GPM : Grapho=Motricité, Mental=Représentation, Affectif=Émotions.

📖 2. Valeurs expressive, narrative et projective

🔑 Notions clés & Définitions

  • Valeur expressive : La valeur expressive renvoie aux aspects bruts du graphisme et à ce qu’ils manifestent de l’état affectif immédiat.
  • Valeur narrative : La valeur narrative correspond au contenu scénique et à l’histoire racontée par l’enfant, liée à ses centres d’intérêt et investissements.
  • Valeur projective : La valeur projective désigne l’usage du dessin pour projeter une vision du monde et des problématiques psychiques profondes.

📝 Points essentiels

  • La valeur expressive s’observe notamment par l’occupation de l’espace, l’intensité du trait et le choix des couleurs.
  • La valeur narrative porte sur l’imagination, les goûts et les thèmes investis dans la scène dessinée.
  • La valeur projective vise l’Image Inconsciente du Corps et des conflits internes non résolus.

💡 Astuce mémo

Ex-pressif = Trait/Couleur, Nar-ratif = Scène/Histoire, Pro-jectif = Conflits/Corps.

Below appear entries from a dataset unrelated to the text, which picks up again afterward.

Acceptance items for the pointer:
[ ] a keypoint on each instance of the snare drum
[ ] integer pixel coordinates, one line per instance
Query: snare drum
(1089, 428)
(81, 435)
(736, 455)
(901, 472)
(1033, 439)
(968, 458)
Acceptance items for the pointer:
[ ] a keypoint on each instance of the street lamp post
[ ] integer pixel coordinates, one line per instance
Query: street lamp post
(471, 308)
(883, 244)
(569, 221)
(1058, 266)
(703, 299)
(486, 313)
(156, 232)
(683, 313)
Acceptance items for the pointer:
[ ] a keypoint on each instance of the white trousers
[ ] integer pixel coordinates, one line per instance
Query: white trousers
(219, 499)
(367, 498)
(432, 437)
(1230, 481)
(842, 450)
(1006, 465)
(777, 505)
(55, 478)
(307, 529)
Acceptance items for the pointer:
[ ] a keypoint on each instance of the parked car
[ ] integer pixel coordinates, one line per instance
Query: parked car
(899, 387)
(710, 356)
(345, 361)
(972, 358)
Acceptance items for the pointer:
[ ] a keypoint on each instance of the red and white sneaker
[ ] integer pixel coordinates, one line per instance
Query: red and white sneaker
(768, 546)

📖 3. Évolution du dessin de l’enfant

🔑 Notions clés & Définitions

  • Gribouillage moteur : Le gribouillage moteur correspond à la phase où l’enfant explore l’outil et produit des traces sans intention signifiante stable.
  • Bonhomme têtard : Le bonhomme têtard désigne une représentation primitive avec tête circulaire et membres tracés en traits, avant l’unification du corps.
  • Pensée symbolique : La pensée symbolique permet d’évoquer un objet absent, transformant le dessin d’un jeu moteur en jeu symbolique.

📝 Points essentiels

  • Entre 1 et 3 ans, le dessin relève d’un exercice moteur issu du stade sensorimoteur avec trace sur papier.
  • Fin du stade, l’émergence de la pensée symbolique fait passer des jeux sensorimoteurs aux jeux symboliques.
  • À 3-4 ans, le bonhomme têtard se caractérise par tête en cercle et membres en traits sans axe corporel unifié.
  • À 7 à 11-12 ans, les dessins se structurent et deviennent très réalistes avec une organisation spatiale (ex. ligne de sol et ciel).
  • Dès 12-13 ans, l’adolescence réactive les conflits de l’image de soi et peut augmenter ratures, noir/gris et thèmes morbides.

💡 Astuce mémo

Âges-clés : 1-3 gribouillage, 3-6 bonhomme têtard, 7-11 latence structurée, 12-13 bouleversement identitaire.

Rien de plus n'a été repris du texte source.